Губы Давида Исаевича раздвинулись в улыбке, он вопрошающе посмотрел на жену:

— Позволим еще разок прокрутить?

Евдокия Петровна молча уходит к себе в комнату. Давид Исаевич поплелся за ней.

— Сколько раз я тебя просила, — шепотом набросилась она на него, когда он прикрыл дверь к Илье. — У нас должно быть единство требований.

— Но ведь парень прав. Иногда кое-чем надо поступаться.

— Опостылело мне жертвовать, — нахмурилась Евдокия Петровна. — Не приносит это ни радости, ни пользы.

Сердилась Евдокия Петровна на сына, обидевшего ее, скорее всего невзначай, но все же упрек Ильи сильно задел ее. Она пыталась подавить в себе раздражение, но рядом стоял муж, и она не сдержалась. А если в семье что-либо не ладилось, как правило, всегда был виноват Давид Исаевич. А он все упреки принимал как должное.

— Ну и специалист же ты по делам, которые ни богу свечка, ни черту кочерга, — процедила Евдокия Петровна сквозь зубы. — Зачем пошел на поводу у Ильи?

— Я поддержал его потому, что желание ребенка было разумно.

— Значит, мое желание было неразумно и грубость его позволительна?

Давид Исаевич вздохнул:

— Правда вещь нелегкая.

— Она должна помогать жить, а не вредить, — отрезала Евдокия Петровна. — Это, между прочим, и к твоей писанине относится. Пишешь черт знает что, неведомо для кого. Зачем ворошишь тагильские воспоминания? Кому они нужны, эти мемуары времен не столь отдаленных? Жизнь давно отвергла эту тему.

— Запретных тем у нас нет, по крайней мере, официально.

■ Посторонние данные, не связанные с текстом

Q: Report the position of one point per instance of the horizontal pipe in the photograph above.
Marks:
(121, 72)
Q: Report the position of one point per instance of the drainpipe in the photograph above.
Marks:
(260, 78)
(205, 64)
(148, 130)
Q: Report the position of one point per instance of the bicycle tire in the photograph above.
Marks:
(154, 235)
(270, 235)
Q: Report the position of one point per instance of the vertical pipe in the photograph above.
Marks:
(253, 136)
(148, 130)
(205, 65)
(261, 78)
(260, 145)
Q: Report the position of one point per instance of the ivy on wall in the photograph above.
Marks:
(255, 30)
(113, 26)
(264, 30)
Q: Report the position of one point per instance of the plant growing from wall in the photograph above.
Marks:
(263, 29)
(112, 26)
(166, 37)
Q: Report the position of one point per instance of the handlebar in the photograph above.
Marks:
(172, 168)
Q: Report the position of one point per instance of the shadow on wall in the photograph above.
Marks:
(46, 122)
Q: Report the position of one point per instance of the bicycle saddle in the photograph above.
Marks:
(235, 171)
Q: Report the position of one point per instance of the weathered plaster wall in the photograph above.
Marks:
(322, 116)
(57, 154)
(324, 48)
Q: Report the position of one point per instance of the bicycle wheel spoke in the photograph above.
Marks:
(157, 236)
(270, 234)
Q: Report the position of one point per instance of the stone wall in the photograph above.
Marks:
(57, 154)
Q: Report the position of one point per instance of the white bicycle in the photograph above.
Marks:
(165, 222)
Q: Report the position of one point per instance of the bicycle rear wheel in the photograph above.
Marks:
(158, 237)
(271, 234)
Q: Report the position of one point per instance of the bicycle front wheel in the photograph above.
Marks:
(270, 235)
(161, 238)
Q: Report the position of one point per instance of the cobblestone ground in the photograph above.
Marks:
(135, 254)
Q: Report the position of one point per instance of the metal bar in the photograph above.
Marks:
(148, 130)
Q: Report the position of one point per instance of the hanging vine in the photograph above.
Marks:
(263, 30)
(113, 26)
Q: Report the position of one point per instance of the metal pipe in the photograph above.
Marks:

Возражал Давид Исаевич вполголоса, сдерживая себя. Если он сумеет вылепить образ молодого человека на трагическом изломе его судьбы, живым, деятельным, не сломленным, сохранившим человеческое достоинство, может быть, кое-какую пользу воспоминания принесут. Никогда не лишне показать, что в самых сложных, самых тяжелых ситуациях люди могут оставаться людьми в самом высоком смысле этого слова. Давид Исаевич видел много искореженных несправедливостью жизней и верил, что книга в тагильском лагере будет нужна людям.

С раздражением покосилась на мужа Евдокия Петровна:

— Мало битый, да? Забыл, до чего довела тебя писанина? Дополнительным пунктиком в приговоре военного трибунала обернулась. Другой бы на твоем месте раз и навсегда плюнул бы на нее, ни за что не брался бы за перо больше. И вообще эти твои литературные забавы — уродливый горб на тебе.

Давид Исаевич что-то говорил, но жена уже не слушала его — она понимала, что несправедлива к мужу, и поэтому прислушивалась к себе. Что же все-таки происходит? Почему она так взвинчивается? Почему не может сдержать себя? Ведь сколько лет мирно, спокойно жила. И радости были, и взаимная нежность была… Жила — не притворялась. А может быть, просто обманывала себя… Вот и прорвалось теперь все наружу.